Although the WCM is small and very hard to track, the viruses it vectors produce symptoms that can be detected with remote sensing. Field plots of simulated volunteer wheat were established between 2006 and 2009, infested with WCMs, and spread mites and virus into adjacent winter wheat. The virus gradients created by WCM movement allowed for the measurement of mite movement potential with both proximal and aerial remote sensing instruments. The ability to detect WCM-vectored viruses with remote sensing was investigated by comparing vegetation indices calculated from proximal remote sensing data to ground truth data obtained in the field. Of the ten vegetation indices tested, the red edge position (REP) index had the best relationship with ground truth data.
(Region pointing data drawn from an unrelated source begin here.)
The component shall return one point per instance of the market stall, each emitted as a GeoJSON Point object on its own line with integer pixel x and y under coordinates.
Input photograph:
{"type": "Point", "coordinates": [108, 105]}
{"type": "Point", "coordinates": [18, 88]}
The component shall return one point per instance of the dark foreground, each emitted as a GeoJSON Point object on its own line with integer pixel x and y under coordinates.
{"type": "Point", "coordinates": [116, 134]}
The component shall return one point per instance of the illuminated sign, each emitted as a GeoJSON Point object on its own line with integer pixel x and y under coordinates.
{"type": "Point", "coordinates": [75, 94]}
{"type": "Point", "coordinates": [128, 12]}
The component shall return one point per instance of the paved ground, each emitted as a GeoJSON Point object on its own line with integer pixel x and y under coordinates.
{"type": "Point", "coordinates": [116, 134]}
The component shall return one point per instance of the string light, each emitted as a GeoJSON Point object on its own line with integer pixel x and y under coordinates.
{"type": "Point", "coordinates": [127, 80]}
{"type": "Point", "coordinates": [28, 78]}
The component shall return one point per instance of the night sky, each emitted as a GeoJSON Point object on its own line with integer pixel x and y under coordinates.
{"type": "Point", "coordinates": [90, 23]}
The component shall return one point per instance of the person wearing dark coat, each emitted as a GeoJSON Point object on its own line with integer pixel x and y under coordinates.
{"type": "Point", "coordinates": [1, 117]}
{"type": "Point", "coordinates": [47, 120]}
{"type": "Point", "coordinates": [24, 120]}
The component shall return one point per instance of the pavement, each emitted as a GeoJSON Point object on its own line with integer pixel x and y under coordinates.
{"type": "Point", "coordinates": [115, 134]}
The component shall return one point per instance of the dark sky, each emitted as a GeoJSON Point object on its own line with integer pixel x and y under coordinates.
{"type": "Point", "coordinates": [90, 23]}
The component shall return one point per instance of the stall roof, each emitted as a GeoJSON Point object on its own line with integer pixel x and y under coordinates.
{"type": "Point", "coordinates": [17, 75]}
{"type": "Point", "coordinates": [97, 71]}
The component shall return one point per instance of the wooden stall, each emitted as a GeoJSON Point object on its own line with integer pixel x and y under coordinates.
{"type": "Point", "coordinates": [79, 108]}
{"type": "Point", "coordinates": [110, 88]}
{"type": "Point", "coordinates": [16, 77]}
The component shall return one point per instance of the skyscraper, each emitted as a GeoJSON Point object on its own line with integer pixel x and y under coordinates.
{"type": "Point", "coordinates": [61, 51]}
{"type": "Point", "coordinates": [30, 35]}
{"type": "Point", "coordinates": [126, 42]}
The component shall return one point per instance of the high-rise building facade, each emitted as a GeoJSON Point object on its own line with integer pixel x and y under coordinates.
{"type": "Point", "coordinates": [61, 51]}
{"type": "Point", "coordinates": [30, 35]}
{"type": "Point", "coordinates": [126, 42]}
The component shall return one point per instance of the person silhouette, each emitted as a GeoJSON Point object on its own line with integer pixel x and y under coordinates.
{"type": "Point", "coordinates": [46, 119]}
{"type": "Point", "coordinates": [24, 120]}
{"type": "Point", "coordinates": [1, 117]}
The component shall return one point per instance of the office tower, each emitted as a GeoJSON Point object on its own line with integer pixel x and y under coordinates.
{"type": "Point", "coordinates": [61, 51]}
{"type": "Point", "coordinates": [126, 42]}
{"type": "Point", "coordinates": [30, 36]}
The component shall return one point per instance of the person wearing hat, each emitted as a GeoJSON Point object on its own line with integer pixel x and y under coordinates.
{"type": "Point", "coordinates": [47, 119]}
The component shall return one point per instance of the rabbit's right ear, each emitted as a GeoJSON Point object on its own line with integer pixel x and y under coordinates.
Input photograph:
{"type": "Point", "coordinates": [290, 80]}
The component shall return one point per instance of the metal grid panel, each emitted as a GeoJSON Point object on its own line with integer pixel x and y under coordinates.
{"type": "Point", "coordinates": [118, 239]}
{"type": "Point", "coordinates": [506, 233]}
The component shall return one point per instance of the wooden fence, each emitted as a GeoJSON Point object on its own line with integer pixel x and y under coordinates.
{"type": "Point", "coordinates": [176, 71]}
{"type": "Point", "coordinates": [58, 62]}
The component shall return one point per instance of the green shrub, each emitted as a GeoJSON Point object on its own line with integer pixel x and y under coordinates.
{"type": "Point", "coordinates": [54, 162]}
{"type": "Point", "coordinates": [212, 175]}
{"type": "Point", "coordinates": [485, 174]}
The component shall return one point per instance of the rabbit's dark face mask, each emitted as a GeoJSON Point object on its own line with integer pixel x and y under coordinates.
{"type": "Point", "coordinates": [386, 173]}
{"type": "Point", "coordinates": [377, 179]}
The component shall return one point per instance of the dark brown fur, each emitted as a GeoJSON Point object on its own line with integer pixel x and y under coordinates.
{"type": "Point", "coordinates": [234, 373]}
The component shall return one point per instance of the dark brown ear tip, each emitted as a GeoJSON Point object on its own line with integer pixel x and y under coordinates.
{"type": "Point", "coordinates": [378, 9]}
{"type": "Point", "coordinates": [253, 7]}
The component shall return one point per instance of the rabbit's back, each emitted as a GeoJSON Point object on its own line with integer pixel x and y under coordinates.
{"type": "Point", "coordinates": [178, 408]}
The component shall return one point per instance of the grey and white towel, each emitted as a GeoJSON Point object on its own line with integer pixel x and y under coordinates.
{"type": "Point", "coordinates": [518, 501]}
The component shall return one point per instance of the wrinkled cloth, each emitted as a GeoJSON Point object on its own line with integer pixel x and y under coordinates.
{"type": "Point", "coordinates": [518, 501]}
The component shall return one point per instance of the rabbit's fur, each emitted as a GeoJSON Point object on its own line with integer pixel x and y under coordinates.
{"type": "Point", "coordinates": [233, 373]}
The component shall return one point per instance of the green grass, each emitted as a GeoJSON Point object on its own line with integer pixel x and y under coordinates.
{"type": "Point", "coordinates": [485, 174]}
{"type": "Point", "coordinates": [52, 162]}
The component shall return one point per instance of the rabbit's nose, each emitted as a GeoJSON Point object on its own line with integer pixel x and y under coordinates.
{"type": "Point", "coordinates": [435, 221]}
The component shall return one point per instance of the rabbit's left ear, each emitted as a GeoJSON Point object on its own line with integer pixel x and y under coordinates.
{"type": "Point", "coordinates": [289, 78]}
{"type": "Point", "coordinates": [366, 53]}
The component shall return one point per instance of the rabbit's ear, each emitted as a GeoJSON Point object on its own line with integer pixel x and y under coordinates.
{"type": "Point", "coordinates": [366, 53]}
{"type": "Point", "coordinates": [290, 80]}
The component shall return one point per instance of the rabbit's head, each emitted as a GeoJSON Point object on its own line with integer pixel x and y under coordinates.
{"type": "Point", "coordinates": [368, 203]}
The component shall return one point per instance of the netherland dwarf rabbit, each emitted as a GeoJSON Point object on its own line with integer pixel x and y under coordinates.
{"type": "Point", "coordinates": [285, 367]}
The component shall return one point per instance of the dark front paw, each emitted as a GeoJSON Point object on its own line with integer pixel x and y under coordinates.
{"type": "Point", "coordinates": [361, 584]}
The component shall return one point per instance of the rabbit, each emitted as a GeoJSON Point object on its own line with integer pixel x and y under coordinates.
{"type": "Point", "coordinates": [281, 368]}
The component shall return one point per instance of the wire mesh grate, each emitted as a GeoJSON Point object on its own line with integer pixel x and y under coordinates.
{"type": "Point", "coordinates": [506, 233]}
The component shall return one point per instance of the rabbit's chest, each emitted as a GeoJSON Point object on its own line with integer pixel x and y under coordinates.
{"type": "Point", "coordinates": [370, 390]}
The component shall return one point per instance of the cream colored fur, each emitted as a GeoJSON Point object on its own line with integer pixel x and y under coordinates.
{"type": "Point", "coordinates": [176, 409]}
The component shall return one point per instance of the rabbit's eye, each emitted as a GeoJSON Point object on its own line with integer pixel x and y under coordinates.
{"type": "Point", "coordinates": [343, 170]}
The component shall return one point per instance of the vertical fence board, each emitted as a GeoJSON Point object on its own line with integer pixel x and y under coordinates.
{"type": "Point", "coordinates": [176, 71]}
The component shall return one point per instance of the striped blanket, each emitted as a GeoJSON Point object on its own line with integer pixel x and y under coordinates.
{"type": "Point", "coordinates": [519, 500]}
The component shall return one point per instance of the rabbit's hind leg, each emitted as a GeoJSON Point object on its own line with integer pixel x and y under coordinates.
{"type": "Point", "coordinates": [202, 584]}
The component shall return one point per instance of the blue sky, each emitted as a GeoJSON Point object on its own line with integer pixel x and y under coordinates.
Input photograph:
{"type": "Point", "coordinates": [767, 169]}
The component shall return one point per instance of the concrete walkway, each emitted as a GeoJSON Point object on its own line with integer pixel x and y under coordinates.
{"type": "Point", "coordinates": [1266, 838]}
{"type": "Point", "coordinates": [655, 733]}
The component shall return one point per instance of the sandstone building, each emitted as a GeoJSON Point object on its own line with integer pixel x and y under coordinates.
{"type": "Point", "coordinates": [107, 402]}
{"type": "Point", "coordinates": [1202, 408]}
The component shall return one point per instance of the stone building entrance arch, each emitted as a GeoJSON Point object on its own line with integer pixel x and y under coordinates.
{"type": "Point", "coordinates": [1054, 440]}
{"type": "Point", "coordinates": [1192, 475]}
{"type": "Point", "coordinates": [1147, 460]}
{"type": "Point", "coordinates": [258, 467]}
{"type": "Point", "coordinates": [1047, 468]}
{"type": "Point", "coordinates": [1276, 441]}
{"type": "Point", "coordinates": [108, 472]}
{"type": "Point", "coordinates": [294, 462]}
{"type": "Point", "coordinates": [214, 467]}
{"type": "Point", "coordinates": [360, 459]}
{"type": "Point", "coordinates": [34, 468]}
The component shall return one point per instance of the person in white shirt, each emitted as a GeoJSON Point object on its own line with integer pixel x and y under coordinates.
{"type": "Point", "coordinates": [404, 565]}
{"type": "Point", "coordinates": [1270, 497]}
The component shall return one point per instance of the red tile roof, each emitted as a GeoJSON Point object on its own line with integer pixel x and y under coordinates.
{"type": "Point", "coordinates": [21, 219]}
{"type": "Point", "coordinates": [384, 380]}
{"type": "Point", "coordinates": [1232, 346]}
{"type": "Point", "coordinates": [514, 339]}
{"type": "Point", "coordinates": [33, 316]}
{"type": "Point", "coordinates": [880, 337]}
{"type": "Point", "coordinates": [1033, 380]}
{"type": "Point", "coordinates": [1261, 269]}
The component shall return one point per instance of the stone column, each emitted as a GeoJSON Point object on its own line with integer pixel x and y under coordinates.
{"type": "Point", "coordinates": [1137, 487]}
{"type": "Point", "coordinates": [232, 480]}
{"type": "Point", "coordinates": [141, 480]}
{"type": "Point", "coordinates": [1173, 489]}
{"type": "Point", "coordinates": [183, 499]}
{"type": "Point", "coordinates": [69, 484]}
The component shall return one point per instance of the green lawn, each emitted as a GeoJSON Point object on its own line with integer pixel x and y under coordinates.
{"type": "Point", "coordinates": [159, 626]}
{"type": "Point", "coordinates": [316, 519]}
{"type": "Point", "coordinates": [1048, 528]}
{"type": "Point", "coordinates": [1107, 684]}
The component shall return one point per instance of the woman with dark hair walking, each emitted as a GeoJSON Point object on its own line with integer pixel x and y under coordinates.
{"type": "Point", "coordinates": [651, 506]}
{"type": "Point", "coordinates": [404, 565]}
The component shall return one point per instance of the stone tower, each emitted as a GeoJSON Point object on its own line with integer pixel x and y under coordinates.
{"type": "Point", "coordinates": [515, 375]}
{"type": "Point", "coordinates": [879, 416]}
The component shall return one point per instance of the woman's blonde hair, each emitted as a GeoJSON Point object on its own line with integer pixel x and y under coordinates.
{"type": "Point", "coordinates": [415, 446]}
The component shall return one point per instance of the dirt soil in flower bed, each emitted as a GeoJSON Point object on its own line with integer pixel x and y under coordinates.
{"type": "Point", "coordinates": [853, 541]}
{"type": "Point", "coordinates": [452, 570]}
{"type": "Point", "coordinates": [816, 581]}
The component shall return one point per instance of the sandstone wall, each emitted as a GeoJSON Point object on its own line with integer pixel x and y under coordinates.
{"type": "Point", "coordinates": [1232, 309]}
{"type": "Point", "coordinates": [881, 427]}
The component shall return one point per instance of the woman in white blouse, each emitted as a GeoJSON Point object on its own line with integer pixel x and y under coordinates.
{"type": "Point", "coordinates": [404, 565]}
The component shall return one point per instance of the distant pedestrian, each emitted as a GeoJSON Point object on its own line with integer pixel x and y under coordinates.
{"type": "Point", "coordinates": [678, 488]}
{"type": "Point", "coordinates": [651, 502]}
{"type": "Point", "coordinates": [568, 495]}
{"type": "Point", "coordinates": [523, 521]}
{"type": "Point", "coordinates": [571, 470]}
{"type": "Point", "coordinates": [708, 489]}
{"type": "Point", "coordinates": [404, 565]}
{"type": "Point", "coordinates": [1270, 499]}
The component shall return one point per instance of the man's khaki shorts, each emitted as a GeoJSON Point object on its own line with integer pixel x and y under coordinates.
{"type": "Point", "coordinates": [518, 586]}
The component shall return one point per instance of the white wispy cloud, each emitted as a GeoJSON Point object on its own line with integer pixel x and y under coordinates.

The spatial spread of virus from WCM source plots was modeled with cokriging. Virus symptoms predicted by cokriging occurred in an oval pattern displaced to the southeast. Data from the spatial spread in small plots of this study were used to estimate the potential sphere of influence for volunteer wheat fields.

The impact of thrips on WCM populations was investigated by a series of greenhouse, field, and observational studies. WCM populations in winter wheat increased more slowly when thrips populations were higher, both in the field and in the greenhouse. Two species of thrips, Thrips tabaci Lindeman and Frankliniella occidentalis (Pergande) were observed to feed directly on WCMs. The collective results from this study identify thrips as a regulating factor for WCM populations.